The Village of Dunvegan and its Early Settlers
|Taken from the Museum's collection: Dunvegan looking north, 1908|
The first settlers from Scotland came in 1831 and were the MacRaes. They were followed in 1832 by the Stewarts, MacPhees, Urquharts, Chisholms, Campbells, other MacRaes, Dewars, and MacLeods. The first child born in this area was on the 9th Concession of Kenyon, near the Cotton Beaver one-room schoolhouse. His name was Donald N. MacLeod.
In the 1880’s, Dunvegan village was the only place of business in the Northern part of Glengarry. The development of the Railroad in 1880-1884 brought a lot of business activity to Dunvegan. The chief businesses included: a grist mill, tannery, asheries, saw mill, tin shop, blacksmith, shoe makers, and general stores. The first store was located in the Star Inn, here at the museum. In 1892, a fire broke out and swept through most of the industrial part of the village. The fire started on the south east corner of Main Street taking stables, a grist mill, an ashery, and a number of houses on the east side.

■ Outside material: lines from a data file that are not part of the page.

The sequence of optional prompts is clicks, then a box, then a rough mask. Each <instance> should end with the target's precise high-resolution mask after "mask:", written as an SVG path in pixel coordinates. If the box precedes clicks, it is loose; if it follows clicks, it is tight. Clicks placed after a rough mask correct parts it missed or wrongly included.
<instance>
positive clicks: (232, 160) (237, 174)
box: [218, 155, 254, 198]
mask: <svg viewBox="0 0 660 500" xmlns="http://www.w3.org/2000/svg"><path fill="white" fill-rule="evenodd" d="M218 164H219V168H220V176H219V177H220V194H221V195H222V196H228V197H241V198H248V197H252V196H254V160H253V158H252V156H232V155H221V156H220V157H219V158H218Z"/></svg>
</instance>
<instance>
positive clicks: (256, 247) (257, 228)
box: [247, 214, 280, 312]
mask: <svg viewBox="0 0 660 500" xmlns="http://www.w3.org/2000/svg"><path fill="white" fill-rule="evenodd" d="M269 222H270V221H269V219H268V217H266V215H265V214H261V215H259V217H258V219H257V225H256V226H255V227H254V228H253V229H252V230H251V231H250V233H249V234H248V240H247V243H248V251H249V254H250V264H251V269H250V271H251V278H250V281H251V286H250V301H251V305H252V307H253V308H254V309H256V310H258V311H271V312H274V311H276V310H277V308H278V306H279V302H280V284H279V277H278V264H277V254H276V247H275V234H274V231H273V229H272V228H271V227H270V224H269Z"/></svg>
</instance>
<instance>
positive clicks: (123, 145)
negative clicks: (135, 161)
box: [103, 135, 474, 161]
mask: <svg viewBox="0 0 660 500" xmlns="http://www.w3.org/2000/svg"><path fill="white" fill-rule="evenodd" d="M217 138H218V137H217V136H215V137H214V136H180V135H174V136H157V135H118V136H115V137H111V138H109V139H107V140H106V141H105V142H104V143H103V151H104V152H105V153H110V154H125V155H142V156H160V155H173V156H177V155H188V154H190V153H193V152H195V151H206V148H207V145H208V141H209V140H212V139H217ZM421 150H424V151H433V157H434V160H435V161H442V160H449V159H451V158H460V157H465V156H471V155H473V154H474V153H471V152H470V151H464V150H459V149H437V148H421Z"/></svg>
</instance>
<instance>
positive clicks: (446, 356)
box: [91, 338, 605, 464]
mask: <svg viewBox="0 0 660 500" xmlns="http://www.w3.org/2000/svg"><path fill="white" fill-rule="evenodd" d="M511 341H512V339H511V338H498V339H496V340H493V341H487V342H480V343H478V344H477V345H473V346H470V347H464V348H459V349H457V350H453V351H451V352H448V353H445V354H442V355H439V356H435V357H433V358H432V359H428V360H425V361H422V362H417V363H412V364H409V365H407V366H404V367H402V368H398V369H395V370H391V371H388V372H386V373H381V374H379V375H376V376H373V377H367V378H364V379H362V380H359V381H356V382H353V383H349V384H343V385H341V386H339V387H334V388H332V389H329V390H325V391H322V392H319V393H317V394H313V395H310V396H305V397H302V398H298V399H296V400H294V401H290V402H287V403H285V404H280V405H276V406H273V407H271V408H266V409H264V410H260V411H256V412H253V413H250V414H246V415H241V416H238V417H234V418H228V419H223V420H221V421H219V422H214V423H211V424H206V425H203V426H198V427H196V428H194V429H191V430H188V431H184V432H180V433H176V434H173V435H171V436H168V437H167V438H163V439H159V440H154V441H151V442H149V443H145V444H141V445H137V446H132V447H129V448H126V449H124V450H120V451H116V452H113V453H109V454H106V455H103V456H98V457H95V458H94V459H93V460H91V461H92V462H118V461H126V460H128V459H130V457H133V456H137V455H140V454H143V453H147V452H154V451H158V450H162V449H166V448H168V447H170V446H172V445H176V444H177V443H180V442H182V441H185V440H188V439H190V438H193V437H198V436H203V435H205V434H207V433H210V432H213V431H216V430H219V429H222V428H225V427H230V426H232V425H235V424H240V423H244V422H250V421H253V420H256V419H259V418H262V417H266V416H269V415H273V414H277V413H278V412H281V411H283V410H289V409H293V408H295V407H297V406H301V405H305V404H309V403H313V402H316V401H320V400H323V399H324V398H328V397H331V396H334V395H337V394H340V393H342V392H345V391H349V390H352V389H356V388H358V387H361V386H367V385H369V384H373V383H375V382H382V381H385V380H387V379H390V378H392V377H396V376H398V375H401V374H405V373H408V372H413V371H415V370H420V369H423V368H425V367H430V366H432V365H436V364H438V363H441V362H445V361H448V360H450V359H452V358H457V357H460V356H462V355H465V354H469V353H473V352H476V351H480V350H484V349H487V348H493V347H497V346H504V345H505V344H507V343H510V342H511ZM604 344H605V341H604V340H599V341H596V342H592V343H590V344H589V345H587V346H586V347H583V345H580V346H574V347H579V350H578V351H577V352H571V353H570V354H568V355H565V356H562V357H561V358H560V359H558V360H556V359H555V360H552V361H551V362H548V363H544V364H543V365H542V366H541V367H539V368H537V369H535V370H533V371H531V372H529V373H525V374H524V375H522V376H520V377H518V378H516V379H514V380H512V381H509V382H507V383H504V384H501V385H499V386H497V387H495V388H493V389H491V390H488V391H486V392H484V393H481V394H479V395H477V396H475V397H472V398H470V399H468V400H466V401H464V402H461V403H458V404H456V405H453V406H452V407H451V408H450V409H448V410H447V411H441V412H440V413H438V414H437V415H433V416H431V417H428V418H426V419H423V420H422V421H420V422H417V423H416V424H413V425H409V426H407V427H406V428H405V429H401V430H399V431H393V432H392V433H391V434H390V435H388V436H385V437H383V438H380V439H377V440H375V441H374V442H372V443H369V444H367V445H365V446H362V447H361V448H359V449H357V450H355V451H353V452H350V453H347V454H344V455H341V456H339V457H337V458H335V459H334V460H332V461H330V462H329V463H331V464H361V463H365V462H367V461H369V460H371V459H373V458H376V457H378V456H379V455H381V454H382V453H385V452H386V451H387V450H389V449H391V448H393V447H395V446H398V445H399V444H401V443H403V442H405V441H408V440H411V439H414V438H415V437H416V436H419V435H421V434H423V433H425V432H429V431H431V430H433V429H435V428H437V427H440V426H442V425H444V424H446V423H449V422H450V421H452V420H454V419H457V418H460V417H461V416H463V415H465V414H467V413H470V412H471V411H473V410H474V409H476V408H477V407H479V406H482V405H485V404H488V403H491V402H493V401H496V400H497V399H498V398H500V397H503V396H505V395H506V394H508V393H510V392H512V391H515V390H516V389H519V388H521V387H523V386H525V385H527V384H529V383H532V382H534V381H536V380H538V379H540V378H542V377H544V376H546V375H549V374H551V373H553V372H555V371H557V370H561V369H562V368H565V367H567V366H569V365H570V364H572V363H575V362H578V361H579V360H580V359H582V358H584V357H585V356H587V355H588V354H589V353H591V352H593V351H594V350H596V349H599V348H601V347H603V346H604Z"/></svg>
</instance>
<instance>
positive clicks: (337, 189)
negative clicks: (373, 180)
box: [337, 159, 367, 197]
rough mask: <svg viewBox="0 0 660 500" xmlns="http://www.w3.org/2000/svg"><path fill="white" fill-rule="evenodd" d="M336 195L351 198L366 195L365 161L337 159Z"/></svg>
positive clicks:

The first roads were horse trails through the woods. These trails were very narrow. They were later replaced by corduroy roads and then dirt roads and then gravel. The first vehicle to travel the roads was a lumber wagon. Later came the horse cart, buckboards and then buggies.
There was no resident doctor in Dunvegan’s early days. Dr. Simpson of Alexandria often came to Dunvegan when a doctor was needed. When you went for him, the traveller took two horses, one for him. The first doctor to have an office in Dunvegan was Dr. Willie MacDiarmid. He arrived in the last quarter of the 18th century and remained in Dunvegan for a few years. He later moved to Vankleek Hill and was replaced. Dunvegan saw many different doctors in its early days.
|Taken from the Museum's collection: Photograph of the log church,|
The first church was built in 1840 on land donated by Norman MacLeod. It was a log building and much of the work was done by voluntary labour. The present stone church began in 1871 and the formal opening happened on Sept 9th, 1880. Before there were any church buildings, services were held under the trees.
The first settled minister of Kenyon Church was Rev. Adam MacQueen who was a missionary here for three summers before being ordained. The first cemetery was laid out on the farm of John Campbell but it was later decided to have it on the present site as it was more central.
The nearest bank was in Montreal.
In the later 1800’s, Glengarry had a population of 26,000 and there were no policemen. To show the honesty of the early settlers, a story is told of an early settler who was sold a horse by a neighbor but had no money to pay for it. Notes became more common at this time and a note was made listing a payment due date for the buyer.
A lot has changed in the village of Dunvegan since its early days. Although its many industries have disappeared and buildings and landmarks have changed, the Museum works to preserve their history so that it can stay alive for generations to come.